AdaFocus (ICCV 2021) Adaptive Focus for Efficient Video Recognition

Related tags

Deep LearningAdaFocus
Overview

AdaFocus (ICCV 2021)

This repo contains the official code and pre-trained models for AdaFocus.

Reference

If you find our code or paper useful for your research, please cite:

@InProceedings{Wang_2021_ICCV,
author = {Wang, Yulin and Chen, Zhaoxi and Jiang, Haojun and Song, Shiji and Han, Yizeng and Huang, Gao},
title = {Adaptive Focus for Efficient Video Recognition},
booktitle = {Proceedings of the IEEE/CVF International Conference on Computer Vision (ICCV)},
month = {October},
year = {2021}
}

Introduction

In this paper, we explore the spatial redundancy in video recognition with the aim to improve the computational efficiency. It is observed that the most informative region in each frame of a video is usually a small image patch, which shifts smoothly across frames. Therefore, we model the patch localization problem as a sequential decision task, and propose a reinforcement learning based approach for efficient spatially adaptive video recognition (AdaFocus). In specific, a light-weighted ConvNet is first adopted to quickly process the full video sequence, whose features are used by a recurrent policy network to localize the most task-relevant regions. Then the selected patches are inferred by a high-capacity network for the final prediction. During offline inference, once the informative patch sequence has been generated, the bulk of computation can be done in parallel, and is efficient on modern GPU devices. In addition, we demonstrate that the proposed method can be easily extended by further considering the temporal redundancy, e.g., dynamically skipping less valuable frames. Extensive experiments on five benchmark datasets, i.e., ActivityNet, FCVID, Mini-Kinetics, Something-Something V1&V2, demonstrate that our method is significantly more efficient than the competitive baselines.

Result

  • ActivityNet

  • Something-Something V1&V2

  • Visualization

Requirements

  • python 3.8
  • pytorch 1.7.0
  • torchvision 0.8.0
  • hydra 1.1.0

Datasets

  1. Please get train/test splits file for each dataset from Google Drive and put them in PATH_TO_DATASET.
  2. Download videos from following links, or contact the corresponding authors for the access. Save them to PATH_TO_DATASET/videos
  1. Extract frames using ops/video_jpg.py, the frames will be saved to PATH_TO_DATASET/frames. Minor modifications on file path are needed when extracting frames from different dataset.

Pre-trained Models

Please download pretrained weights and checkpoints from Google Drive.
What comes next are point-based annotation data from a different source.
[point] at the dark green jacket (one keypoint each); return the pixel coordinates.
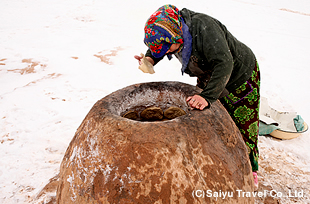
(218, 59)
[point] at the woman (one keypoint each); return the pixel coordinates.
(225, 68)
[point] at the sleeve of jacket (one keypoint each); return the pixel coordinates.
(212, 43)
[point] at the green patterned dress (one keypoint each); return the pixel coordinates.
(243, 106)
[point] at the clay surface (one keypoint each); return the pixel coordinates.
(112, 159)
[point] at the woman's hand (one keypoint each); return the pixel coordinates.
(139, 58)
(197, 102)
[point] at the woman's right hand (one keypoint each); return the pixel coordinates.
(139, 58)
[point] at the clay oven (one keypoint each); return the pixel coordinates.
(113, 159)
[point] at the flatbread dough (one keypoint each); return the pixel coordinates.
(146, 66)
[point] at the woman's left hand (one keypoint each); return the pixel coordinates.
(197, 102)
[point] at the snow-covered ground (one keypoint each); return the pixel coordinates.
(57, 58)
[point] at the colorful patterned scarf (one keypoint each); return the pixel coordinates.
(163, 29)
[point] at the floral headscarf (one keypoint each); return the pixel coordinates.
(163, 29)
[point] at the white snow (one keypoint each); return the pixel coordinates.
(57, 58)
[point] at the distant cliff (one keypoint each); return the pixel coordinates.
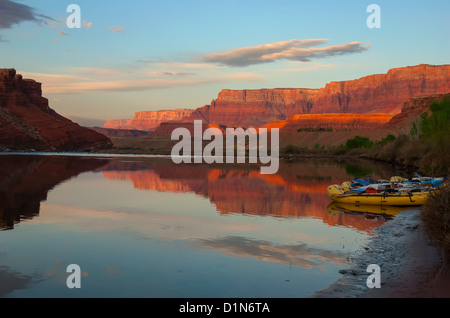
(379, 93)
(148, 120)
(27, 122)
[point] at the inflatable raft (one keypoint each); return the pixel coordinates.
(397, 198)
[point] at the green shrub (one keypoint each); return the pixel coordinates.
(359, 142)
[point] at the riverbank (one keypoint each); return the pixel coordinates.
(410, 266)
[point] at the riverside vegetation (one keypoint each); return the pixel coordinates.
(425, 149)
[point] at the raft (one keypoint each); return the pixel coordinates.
(336, 208)
(338, 194)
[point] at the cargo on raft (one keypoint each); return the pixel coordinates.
(397, 191)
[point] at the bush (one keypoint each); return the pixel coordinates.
(359, 142)
(436, 218)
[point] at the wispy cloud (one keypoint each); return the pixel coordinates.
(307, 67)
(104, 80)
(12, 13)
(87, 25)
(295, 50)
(115, 29)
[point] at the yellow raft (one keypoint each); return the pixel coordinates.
(336, 208)
(337, 194)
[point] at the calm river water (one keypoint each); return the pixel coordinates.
(145, 227)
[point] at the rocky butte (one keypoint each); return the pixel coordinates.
(27, 122)
(148, 120)
(372, 94)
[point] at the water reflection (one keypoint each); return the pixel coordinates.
(238, 232)
(26, 180)
(297, 190)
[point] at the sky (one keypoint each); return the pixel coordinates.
(130, 56)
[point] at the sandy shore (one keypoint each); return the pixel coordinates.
(410, 266)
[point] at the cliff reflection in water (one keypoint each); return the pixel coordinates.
(297, 190)
(26, 180)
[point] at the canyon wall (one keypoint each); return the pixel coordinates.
(148, 120)
(379, 93)
(27, 122)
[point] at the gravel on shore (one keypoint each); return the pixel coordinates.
(410, 266)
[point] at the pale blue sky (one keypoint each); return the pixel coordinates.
(149, 55)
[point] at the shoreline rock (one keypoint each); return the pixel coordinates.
(410, 265)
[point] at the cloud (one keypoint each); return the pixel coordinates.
(115, 29)
(308, 67)
(87, 25)
(91, 79)
(14, 13)
(294, 50)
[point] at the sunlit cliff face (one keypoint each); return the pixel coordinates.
(380, 93)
  • globalcnn.pth.tar: pretrained weights for global CNN (MobileNet-v2).
  • localcnn.pth.tar: pretrained weights for local CNN (ResNet-50).
  • 128checkpoint.pth.tar: checkpoint of stage 1 for patch size 128x128.
  • 160checkpoint.pth.tar: checkpoint of stage 1 for patch size 160x128.
  • 192checkpoint.pth.tar: checkpoint of stage 1 for patch size 192x128.

Training

  • Here we take training model with patch size 128x128 on ActivityNet dataset for example.
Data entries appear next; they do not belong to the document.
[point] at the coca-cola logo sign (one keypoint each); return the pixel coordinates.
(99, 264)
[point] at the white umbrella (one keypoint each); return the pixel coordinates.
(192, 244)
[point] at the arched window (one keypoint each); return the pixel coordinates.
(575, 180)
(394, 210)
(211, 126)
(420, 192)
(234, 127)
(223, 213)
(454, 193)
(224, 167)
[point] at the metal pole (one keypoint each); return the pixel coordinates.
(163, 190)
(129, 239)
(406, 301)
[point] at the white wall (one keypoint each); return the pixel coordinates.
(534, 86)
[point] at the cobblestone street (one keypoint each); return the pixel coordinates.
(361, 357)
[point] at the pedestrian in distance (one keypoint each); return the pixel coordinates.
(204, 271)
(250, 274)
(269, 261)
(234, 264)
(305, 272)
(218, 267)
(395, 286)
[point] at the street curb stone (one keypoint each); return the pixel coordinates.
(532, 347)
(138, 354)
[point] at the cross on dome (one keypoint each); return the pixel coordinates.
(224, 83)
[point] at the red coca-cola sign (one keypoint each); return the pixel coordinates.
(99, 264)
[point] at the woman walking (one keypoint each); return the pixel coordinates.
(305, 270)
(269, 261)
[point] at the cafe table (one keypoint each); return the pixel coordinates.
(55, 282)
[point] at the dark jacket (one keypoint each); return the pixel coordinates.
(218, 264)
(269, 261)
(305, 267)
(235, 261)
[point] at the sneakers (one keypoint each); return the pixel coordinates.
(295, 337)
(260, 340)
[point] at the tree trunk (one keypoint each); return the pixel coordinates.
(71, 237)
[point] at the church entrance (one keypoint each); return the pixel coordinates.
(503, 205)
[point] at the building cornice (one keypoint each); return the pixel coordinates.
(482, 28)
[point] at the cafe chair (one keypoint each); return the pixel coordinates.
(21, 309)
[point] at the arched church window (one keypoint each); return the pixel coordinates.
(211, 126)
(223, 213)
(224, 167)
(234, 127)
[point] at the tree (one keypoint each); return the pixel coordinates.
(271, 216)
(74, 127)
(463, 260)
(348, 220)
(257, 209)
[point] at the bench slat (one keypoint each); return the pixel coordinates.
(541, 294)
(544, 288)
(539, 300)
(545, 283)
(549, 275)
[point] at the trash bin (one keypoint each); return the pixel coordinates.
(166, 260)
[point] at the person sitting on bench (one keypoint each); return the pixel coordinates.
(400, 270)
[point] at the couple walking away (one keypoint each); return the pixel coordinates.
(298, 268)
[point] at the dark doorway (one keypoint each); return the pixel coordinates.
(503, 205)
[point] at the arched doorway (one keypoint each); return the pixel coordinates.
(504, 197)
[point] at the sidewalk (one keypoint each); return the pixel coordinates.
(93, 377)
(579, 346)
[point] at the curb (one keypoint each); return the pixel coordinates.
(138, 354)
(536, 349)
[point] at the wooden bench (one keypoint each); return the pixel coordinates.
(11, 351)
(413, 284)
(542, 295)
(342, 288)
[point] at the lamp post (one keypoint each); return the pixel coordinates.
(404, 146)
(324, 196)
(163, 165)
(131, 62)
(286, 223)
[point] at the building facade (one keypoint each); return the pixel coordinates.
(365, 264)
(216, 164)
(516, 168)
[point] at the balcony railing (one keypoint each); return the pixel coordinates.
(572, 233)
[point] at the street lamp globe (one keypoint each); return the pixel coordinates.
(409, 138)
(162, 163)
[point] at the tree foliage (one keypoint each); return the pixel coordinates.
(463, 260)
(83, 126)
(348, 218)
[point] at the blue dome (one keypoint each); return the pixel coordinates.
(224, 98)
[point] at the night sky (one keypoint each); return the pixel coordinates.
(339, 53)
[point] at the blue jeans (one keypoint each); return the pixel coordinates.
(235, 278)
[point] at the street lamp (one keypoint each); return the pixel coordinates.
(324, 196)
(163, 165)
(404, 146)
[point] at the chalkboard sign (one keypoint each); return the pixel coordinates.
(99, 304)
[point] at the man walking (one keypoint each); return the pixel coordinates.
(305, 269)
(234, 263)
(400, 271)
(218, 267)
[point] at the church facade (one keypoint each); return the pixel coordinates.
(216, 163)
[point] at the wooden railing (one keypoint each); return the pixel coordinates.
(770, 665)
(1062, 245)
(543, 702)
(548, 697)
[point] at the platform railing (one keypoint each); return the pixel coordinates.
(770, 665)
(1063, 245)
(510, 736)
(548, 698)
  • All logs and checkpoints will be saved in the directory: ./outputs/YYYY-MM-DD/HH-MM-SS

  • Note that we store a set of default paramenter in conf/default.yaml which can override through command line. You can also use your own config files.

  • Before training, please initialize Global CNN and Local CNN by fine-tuning the ImageNet pre-trained models in Pytorch using the following command:

for Global CNN:

CUDA_VISIBLE_DEVICES=0,1 python main_dist.py dataset=actnet data_dir=PATH_TO_DATASET train_stage=0 batch_size=64 workers=8 dropout=0.8 lr_type=cos backbone_lr=0.01 epochs=15 dist_url=tcp://127.0.0.1:8857 random_patch=true patch_size=128 glance_size=224 eval_freq=5 consensus=gru hidden_dim=1024 pretrain_glancer=true

for Local CNN:

CUDA_VISIBLE_DEVICES=0,1 python main_dist.py dataset=actnet data_dir=PATH_TO_DATASET train_stage=0 batch_size=64 workers=8 dropout=0.8 lr_type=cos backbone_lr=0.01 epochs=15 dist_url=tcp://127.0.0.1:8857 random_patch=true patch_size=128 glance_size=224 eval_freq=5 consensus=gru hidden_dim=1024 pretrain_glancer=false
  • Training stage 1, pretrained weights for Global CNN and Local CNN are required:
CUDA_VISIBLE_DEVICES=0,1 python main_dist.py dataset=actnet data_dir=PATH_TO_DATASET train_stage=1 batch_size=64 workers=8 dropout=0.8 lr_type=cos backbone_lr=0.0005 fc_lr=0.05 epochs=50 dist_url=tcp://127.0.0.1:8857 random_patch=true patch_size=128 glance_size=224 eval_freq=5 consensus=gru hidden_dim=1024 pretrained_glancer=PATH_TO_CHECKPOINTS pretrained_focuser=PATH_TO_CHECKPOINTS
  • Training stage 2, a stage-1 checkpoint is required:
CUDA_VISIBLE_DEVICES=0 python main_dist.py dataset=actnet data_dir=PATH_TO_DATASET train_stage=2 batch_size=64 workers=8 dropout=0.8 lr_type=cos backbone_lr=0.0005 fc_lr=0.05 epochs=50 random_patch=false patch_size=128 glance_size=224 action_dim=49 eval_freq=5 consensus=gru hidden_dim=1024 resume=PATH_TO_CHECKPOINTS multiprocessing_distributed=false distributed=false
  • Training stage 3, a stage-2 checkpoint is required:
CUDA_VISIBLE_DEVICES=0,1 python main_dist.py dataset=actnet data_dir=PATH_TO_DATASET train_stage=3 batch_size=64 workers=8 dropout=0.8 lr_type=cos backbone_lr=0.0005 fc_lr=0.005 epochs=10 random_patch=false patch_size=128 glance_size=224 action_dim=49 eval_freq=5 consensus=gru hidden_dim=1024 resume=PATH_TO_CHECKPOINTS multiprocessing_distributed=false distributed=false

Contact

If you have any question, feel free to contact the authors or raise an issue. Yulin Wang: [email protected].

Acknowledgement

We use implementation of MobileNet-v2 and ResNet from Pytorch source code. We also borrow some codes for dataset preparation from AR-Net and PPO from here.

Owner
Rainforest Wang
Rainforest Wang
Churn-Prediction-Project - In this project, a churn prediction model is developed for a private bank as a term project for Data Mining class.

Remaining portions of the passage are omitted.